Eine Zeitreise durch Münsters Sportgeschichte


Im Jahr 1979 gründete Wolfgang Weikert eine Zeitschrift, die nur dem Tennissport gewidmet war. „Münster Tennis Aktuell“ nannte er sein Journal, das in den ersten Ausgaben maximal zwölf Seiten Umfang hatte. Da er hauptberuflich als Lehrer tätig war und im Nebenberuf ein Sportgeschäft führte, suchte er schon bald einen würdigen Nachfolger und wurde mit Stefan Bremicker fündig, der das Blatt schnell auf die Erfolgsspur führte und den Umfang und die Auflage stetig steigerte. Zurzeit erscheint das Journal sechsmal im Jahr und erreicht bei einer Auflage von 6.000 ca. 30.000 Leser.

Sport stand im Zentrum des kleinen Blattes, aber auch Kulturelles, wie z.B. Schützenfeste, gehörten zum Berichtsumfang der Zeitschrift.

Im Jahre 1981 wurde die IG-Tennis – ein Zusammenschluss von zuzeit 24 Münsteraner Tennisclubs – gegründet. Sie organisiert die Sommer- und Winter-Stadtmeisterschaften und kann jedes Jahr wachsende Teilnehmerzahlen verkünden. Die Offene Hallen-Tennis Meisterschaft, der IG Jugend-Sparkassen-Cup, wird im Winter 2019 bereits zum 39. Male ausgetragen und weist wieder stolze Teilnehmerzahlen auf. Von Beginn an wirkten Zeitschrift und Organisation zusammen und förderten den Tennissport in Münster.

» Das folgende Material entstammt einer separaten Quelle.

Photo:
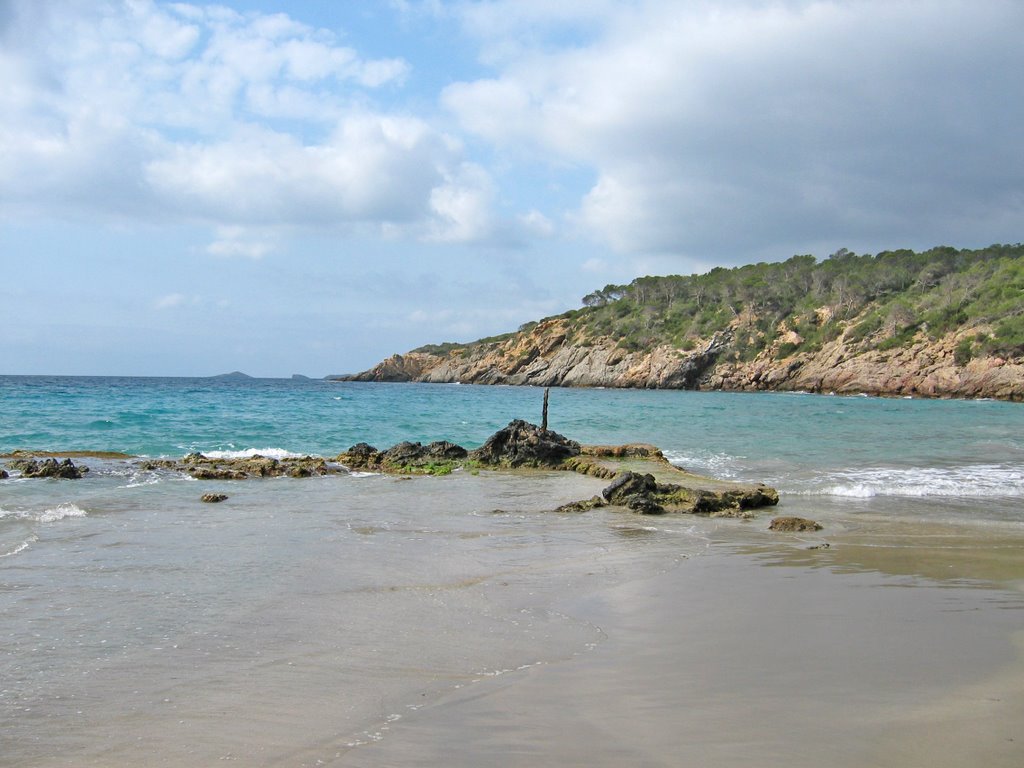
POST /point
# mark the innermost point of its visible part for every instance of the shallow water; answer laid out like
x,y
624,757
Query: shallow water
x,y
139,626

Die Anforderungen wuchsen ebenso wie die sportlichen Aktivitäten in Münster. Es lag also nahe, die boomenden Sportarten Squash (1986) und Badminton (1989) mit in die Berichterstattung aufzunehmen.

1988 konnte man der Münster Tennis Aktuell entnehmen, dass die Offene Stadtmeisterschaft im Squash bereits seit 1981 im Rahmen eines nationalen Weltranglistenturniers durchgeführt wurde.

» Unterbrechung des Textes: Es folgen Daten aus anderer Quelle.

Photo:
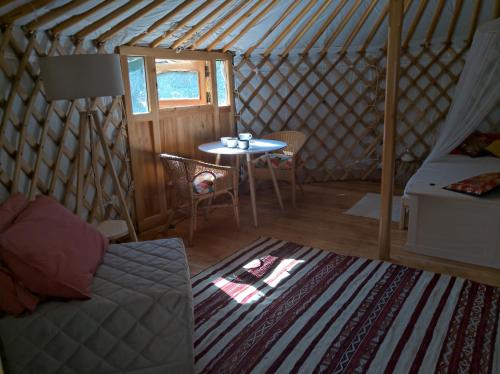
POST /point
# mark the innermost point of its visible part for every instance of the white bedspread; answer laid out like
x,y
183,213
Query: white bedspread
x,y
432,177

Badminton setzte sich nicht so durch, spielte aber beim Racket-Triathlon, der im Jahre 1989 erstmalig aufgelegt wurde, als Dritte im Bunde neben Tennis und Squash die namensgebende Rolle.

Diese Vielzahl an Ballsportarten machte auch eine neue Titulierung des nun weithin bekannten Journals erforderlich. Nach langer Suche entschieden sich die Verantwortlichen für „smash“ – „Schmetterball“, als verbindendes Element dieser Sportarten. Erweitert um das Kürzel für Münster erscheint die Sportzeitschrift seit 1989 unter dem Titel „ms-smash“.

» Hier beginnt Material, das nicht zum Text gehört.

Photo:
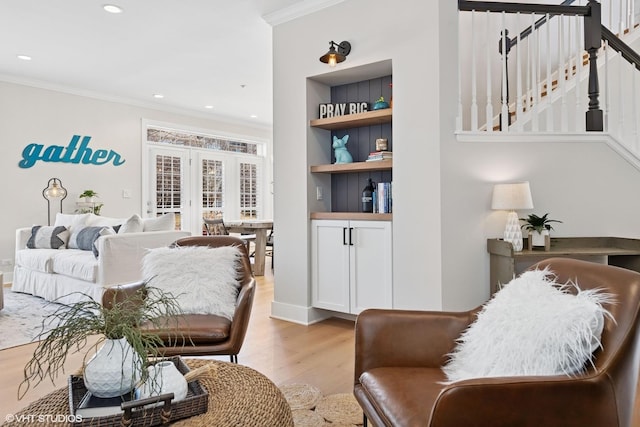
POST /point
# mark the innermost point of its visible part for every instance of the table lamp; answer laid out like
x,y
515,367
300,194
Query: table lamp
x,y
509,197
52,192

Was ist eine Sportzeitung ohne sportliche Veranstaltungen, dachte sich Stefan Bremicker und organisierte mit unterschiedlichen Sponsoren zahlreiche Turniere. Darunter war auch das Unternehmen Porsche, das sich bereits in anderen Golfclubs engagierte. Mit der Zeit entschieden sich immer mehr Tennisspieler, sich nach dem schnellen Tennisspiel dem ruhigeren Golfsport zuzuwenden. Schon war man auf dem Weg, Tennis und Golf als Kombination in einem Turnier anzubieten. Aus dieser Idee entstand der Tennis- und Golf-Cup, der, vom Porsche-Zentrum Münster gesponsert, erstmalig 1991 durchgeführt wurde. Er stieß sowohl bei den Herren als auch bei den Damen auf große Begeisterung. Der Tennis- und Golf-Cup erlebte eine Erfolgswelle, die mit dem 25. Event im Jahr 2016 endete.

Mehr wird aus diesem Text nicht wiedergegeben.